Image: Corita Kent, ‘solw’, 1967, screenprint.
‘Slow time … start again’
Ordinary Sunday 21, Year C
Hebrews 12:18-29; Luke 13:10-17
The Sabbath (the seventh day) means to rest in God … or to rest with God in the beauty of Creation … which means to rest both prayerfully and playfully.
The Hebrew Bible includes many references to this Sabbath, this slow time – as commandment, as commemoration of divine rest … as commemoration of release from slavery … freedom for life together (wariness/vigilance with regard to all manner of enslavement – addiction to work, accumulation of wealth, exploitation of workers, indifference to the hardship of others, and so on).
No wonder the pharisees/rabbis worry over proper observance of the Sabbath. Slow time matters – lest we succumb to frantic self-importance, weighed down by greed or guilt.
In the New Testament and according to church tradition, Sunday (symbolically the eighth day – the day of resurrection) means to start again, to give thanks (Eucharist) for new life and recreation in Christ …
Our reading from Luke bears witness to rabbinical care (ancient and contemporary, diverse and lively) and emergent Christian liturgy. To stand tall and praise God – to stand up for others, in the Spirit of Torah and Gospel – expresses faith and wisdom.
The Christian challenge (and it is a theological and practical challenge) is to hold these two symbols, “slow time” and “start again”, to acknowledge covenants/promises in the Spirit of Torah and Gospel. A certain imaginative space is required.
“Myriad angels have gathered for the festival with the whole church … You have come to God … and have been placed with the spirits of the holy ones who have been made perfect. You have come to Jesus – the mediator who brings a new Covenant …” (Hebrews 12:22-29).
In a way, Sunday worship entails/includes/presumes Sabbath observance, affirms/honours/incorporates the commandment to rest and remember, to set free, to exchange signs of peace/shalom. Broadly speaking, this is Catholic teaching – Sabbath-Sunday as double movement of “slow time” and “start again”.
Still, there are good reasons to maintain Saturdays and Sundays as distinct holy days (it can be burdensome to roll so much into Sunday).
The Orthodox churches, for example, revere the seventh day in the Spirit of Holy Saturday, the Great Sabbath when Christ “rested” in the tomb – as occasion for prayers in loving memory of departed souls (may they rest in peace).
Catholic and Orthodox communities have long held masses on Saturdays and Sundays.
Our pattern of weekly activities is quite faithful in this regard, maintaining distinctions between the seventh and eighth days.
Our Saturday activities, in general, are sabbatical – resting in the beauty of Creation, we enjoy Wordplay, painting and drawing, gardening and praying together (pastoral care). “In the flow” of restful activities, we slow time.
I mention this that as a liturgical community we might continue to reflect on our pattern of weekly activities – wary of an evangelical tendency to privatise or psychologise the Sabbath.
Yesterday, the seventh day, elders enjoyed a spiritual retreat – a day of rest and prayer … nourishment, laughter, delight in Creation, beauty, friendship/partnership … comforting silence …
Today, we gather to give thanks (Eucharist) … for “the dearest freshness deep down things” (Gerard Manley Hopkins), the new life we experience in company with Jesus and friends. We remember departed souls, receive the gifts of the Spirit – peace, renewal, encouragement; bread and wine – and become the body of Christ …
Contrary to Puritan teaching (the Westminster Confession forbids recreational activities on the “Sabbath”), we pray and play. There’s nothing wrong with that.
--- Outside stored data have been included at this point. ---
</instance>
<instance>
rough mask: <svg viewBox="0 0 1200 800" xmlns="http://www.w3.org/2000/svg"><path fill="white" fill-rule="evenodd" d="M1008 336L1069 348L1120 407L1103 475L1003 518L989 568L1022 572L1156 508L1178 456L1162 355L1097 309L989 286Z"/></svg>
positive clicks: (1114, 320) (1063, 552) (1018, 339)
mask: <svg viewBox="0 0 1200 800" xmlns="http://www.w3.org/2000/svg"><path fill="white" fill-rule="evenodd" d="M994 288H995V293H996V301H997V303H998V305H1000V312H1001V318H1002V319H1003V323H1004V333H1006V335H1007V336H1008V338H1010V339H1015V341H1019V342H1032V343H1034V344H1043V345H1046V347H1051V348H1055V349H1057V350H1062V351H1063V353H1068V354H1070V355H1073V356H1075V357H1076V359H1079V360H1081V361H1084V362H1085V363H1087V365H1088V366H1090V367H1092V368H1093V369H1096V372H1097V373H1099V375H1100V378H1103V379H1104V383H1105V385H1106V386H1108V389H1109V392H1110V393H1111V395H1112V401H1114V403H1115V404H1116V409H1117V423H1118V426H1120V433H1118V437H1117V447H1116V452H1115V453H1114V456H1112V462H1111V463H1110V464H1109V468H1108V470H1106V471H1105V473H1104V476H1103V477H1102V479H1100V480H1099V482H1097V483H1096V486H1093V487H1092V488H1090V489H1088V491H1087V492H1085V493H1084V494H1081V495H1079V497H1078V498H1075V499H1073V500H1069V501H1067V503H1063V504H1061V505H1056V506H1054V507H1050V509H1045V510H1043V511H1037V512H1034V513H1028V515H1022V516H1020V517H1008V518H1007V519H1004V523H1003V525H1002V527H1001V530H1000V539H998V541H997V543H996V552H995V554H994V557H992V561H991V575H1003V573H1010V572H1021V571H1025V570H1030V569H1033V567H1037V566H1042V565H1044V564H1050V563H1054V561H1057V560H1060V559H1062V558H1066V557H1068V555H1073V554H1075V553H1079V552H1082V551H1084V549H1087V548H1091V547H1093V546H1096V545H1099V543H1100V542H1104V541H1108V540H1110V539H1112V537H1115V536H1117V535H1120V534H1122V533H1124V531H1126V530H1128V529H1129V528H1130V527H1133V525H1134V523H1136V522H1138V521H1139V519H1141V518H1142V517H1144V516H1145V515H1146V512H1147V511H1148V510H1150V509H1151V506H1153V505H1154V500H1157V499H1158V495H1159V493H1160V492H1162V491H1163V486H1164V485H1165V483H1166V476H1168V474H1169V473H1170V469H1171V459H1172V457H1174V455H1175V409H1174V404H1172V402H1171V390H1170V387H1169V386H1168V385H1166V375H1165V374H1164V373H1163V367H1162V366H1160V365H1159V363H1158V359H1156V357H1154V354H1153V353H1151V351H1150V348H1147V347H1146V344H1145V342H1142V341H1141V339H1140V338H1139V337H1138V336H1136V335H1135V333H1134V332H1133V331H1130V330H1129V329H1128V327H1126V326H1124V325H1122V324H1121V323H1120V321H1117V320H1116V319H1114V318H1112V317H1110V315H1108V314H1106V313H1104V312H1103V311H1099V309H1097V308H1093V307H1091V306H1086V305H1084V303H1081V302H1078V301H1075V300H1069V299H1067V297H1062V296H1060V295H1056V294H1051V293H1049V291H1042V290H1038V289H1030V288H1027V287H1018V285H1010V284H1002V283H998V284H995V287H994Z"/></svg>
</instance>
Sabbath and Sunday worship are joyful occasions.
I love this joyful work by Corita Kent. Inspired by street signage, it engages in wordplay. The word “slow” (Sabbath) is made strange … is transforming … begins to signify something else/more (Sunday). The artwork itself slows time and starts again.
The work includes a poem by e.e. cummings: “because you go away i give roses who will advise even yourself … and with this flower wholly whom you do not ever fear, me in your heart softly; not all but the beginning of mySelf” (1926).
There are words worth attending to – the strangeness of the syntax invites the slowing of time, and starts to make new sense: wholly (holy) … do not ever fear … in your heart softly … beginning … Amen.